2. Contribute to open-source software projects. There are many projects (eg. Wine) which can do with additional development resources. For the student community hungry for projects, what better opportunity to make a difference! India and China have a very large pool of engineering talent which can be used to build upon the base of open-source software. Considering that these two countries will be the biggest consumers of computers and software in the coming years, the cost savings can be significant. For this, it will also mean that the faculty will need to look beyond rehashing the previous years projects but think more managerially and create multi-year development efforts. So far, few notable software contributions have come from the worlds developing nations. The engineering colleges have an opportunity to change this.

3. Make the engineering colleges responsible for the neighbourhood community. Engineering colleges dot the landscape. Because of their ubiquitous locations, they can be thought of as technology hotspots and can provide services to institutions in the vicinity.
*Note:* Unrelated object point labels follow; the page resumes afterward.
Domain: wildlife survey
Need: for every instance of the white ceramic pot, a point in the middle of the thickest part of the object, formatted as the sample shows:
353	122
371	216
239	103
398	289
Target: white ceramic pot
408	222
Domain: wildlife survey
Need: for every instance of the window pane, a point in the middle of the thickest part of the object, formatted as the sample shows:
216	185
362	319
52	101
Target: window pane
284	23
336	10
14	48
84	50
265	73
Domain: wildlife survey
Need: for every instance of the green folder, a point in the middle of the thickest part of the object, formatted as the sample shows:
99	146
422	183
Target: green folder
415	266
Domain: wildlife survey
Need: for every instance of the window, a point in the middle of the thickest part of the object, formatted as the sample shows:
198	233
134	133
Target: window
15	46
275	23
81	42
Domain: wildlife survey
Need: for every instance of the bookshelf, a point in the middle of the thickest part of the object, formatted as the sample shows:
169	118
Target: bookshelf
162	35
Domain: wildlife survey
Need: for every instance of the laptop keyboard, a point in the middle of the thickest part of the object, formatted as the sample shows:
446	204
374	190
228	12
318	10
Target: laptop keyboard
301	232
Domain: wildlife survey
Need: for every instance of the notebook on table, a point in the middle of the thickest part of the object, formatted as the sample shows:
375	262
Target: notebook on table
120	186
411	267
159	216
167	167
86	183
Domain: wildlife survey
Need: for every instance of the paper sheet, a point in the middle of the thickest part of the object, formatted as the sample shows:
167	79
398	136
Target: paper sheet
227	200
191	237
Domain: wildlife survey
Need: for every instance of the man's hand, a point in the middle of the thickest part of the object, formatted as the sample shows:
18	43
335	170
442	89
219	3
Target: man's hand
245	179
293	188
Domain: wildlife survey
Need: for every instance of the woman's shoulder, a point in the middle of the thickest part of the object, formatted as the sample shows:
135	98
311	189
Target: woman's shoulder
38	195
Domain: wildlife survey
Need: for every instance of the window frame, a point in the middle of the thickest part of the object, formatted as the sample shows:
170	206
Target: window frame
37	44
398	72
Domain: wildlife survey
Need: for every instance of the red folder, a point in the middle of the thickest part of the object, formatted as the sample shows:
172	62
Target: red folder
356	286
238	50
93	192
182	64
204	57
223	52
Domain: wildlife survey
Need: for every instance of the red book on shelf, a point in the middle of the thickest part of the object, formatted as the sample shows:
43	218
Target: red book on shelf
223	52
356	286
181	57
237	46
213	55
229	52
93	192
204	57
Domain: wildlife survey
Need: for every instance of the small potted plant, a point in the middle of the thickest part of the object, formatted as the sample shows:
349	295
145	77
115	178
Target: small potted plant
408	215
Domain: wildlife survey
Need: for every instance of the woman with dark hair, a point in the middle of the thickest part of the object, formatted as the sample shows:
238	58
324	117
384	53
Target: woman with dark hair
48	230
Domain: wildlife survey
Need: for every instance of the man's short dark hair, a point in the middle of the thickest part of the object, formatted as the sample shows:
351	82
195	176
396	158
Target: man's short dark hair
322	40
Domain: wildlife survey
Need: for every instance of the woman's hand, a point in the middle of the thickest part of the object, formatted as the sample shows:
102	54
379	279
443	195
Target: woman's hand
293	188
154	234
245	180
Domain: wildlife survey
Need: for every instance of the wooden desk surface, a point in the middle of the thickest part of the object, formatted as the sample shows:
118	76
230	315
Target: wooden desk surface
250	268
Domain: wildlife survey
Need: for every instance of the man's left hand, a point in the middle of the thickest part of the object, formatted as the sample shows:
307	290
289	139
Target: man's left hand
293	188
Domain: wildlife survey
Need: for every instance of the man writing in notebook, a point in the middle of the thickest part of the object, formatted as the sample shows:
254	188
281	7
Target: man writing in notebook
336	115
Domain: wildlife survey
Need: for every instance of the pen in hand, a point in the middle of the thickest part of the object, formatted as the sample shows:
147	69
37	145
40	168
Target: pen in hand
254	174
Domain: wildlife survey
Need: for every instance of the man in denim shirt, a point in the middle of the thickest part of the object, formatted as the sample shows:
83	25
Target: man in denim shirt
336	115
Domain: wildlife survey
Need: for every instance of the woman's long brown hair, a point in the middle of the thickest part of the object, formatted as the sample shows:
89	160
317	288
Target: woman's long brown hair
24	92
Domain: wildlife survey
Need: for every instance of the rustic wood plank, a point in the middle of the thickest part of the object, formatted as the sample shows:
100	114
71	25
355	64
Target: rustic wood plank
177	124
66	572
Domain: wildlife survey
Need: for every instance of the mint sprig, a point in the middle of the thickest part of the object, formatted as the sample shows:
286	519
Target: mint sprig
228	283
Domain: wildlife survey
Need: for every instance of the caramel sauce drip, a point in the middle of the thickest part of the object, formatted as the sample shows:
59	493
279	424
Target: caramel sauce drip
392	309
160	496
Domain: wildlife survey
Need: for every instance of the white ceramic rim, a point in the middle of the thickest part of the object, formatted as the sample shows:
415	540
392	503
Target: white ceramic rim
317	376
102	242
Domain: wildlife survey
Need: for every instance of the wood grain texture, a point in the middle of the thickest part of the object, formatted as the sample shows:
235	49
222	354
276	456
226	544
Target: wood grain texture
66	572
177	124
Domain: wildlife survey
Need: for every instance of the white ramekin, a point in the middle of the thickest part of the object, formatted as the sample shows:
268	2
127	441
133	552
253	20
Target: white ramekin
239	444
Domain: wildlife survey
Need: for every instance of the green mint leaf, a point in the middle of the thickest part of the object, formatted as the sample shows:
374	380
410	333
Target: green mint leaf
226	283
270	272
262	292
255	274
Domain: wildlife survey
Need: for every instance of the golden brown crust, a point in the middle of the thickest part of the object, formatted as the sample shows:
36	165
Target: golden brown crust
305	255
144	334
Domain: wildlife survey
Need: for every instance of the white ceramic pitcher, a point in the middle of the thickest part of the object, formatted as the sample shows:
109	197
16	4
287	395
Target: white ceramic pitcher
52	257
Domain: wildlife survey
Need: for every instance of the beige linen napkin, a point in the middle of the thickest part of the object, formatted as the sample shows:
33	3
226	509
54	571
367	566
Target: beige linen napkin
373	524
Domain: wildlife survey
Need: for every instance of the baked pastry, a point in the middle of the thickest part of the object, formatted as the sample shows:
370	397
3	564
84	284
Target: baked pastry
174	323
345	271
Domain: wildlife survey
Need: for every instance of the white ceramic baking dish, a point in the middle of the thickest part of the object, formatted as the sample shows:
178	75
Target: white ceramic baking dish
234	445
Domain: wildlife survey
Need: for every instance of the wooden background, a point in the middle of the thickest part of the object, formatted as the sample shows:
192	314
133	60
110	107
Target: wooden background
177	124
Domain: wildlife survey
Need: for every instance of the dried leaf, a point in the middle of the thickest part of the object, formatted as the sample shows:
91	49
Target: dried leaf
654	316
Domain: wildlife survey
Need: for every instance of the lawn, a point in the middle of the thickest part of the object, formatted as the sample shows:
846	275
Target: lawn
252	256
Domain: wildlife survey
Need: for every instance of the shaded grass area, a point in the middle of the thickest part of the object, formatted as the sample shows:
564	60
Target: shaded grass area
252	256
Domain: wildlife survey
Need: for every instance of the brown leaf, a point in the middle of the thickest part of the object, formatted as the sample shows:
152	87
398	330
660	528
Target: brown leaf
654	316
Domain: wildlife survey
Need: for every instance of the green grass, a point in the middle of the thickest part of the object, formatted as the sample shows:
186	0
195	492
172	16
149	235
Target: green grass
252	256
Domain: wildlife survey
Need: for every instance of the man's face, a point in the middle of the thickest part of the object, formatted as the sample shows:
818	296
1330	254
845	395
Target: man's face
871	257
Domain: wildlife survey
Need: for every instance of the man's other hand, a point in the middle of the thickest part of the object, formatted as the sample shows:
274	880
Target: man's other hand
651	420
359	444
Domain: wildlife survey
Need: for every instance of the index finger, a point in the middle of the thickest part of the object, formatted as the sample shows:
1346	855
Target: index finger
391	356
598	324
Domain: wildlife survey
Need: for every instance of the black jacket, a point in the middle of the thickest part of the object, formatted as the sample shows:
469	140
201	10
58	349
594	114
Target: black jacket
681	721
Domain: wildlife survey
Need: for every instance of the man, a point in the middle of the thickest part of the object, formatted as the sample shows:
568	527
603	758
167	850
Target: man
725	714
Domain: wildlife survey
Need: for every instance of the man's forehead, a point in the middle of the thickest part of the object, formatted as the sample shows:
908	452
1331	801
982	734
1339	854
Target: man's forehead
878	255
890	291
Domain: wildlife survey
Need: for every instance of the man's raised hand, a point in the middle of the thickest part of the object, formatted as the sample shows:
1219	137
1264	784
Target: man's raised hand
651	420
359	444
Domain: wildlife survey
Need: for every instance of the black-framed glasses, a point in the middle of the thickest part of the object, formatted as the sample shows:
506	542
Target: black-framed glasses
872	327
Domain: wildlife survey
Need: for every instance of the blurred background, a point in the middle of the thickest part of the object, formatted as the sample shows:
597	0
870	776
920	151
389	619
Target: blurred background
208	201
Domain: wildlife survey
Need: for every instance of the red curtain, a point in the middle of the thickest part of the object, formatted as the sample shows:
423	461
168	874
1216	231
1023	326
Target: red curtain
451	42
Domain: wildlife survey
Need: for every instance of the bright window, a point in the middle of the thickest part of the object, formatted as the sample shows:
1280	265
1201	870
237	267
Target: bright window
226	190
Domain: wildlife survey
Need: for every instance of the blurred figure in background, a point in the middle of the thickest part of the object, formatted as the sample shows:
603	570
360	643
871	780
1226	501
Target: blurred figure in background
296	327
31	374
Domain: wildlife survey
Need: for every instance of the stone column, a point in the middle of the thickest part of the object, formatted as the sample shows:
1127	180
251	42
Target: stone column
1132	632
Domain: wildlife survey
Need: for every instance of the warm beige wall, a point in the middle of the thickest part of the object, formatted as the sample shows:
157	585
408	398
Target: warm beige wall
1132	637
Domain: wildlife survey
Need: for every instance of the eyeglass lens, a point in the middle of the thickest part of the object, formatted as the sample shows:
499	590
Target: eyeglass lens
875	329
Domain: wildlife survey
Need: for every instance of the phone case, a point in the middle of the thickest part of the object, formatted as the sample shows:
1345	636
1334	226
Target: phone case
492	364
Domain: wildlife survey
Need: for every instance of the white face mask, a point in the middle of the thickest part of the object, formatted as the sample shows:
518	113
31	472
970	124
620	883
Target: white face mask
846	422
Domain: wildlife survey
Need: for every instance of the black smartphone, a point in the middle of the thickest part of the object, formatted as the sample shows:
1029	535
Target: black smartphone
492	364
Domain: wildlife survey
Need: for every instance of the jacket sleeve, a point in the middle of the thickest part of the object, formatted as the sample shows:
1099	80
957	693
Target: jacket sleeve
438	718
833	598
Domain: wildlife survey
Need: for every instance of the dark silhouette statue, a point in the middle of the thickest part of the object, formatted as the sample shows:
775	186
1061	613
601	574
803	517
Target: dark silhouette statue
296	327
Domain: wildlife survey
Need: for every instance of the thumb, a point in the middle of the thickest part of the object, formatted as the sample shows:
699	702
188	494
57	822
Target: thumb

For example, students at engineering colleges can take up responsibility for teaching computers at nearby schools. (During my days at IIT, I remember joining the NSS and teaching students from nearby schools this program of computer education can be an extension of such a program.) Alternately, they can become part-time system administrators at nearby hospitals, bank branches, government offices or SMEs. Either way, they can now be given an opportunity to deploy their skills in the community.

4. Start a Linux Certification Course. The need of the hour for the Linux-based 5KPCs to proliferate along with applications is for more engineers to be familiar with Linux and system administration. A certification program will create the confidence among other organizations to start deploying Linux.

5. Deploy Linux-based Integrated Development Environments (IDEs) to encourage students to get familiar with software development on Linux. This needs to be combined with a revamp of the curriculum which besides teaching languages like C and C++ also places emphasis on Perl, PHP and Python.

The 5KPC Ecosystem creates a new set of opportunities for students as they graduate from their colleges. By becoming users of computers powered by Linux and open-source software, they can be the harbingers of the next computing revolution. The 5KPC can also bridge students to enterprises, thus also becoming an employment generator for these students when they graduate. The 5KPC has a potential to become a bottom-up agent for change in the developing nations. All it needs is a little push from the government agencies in charge of education to make Linux and open-source part of the core education curriculum.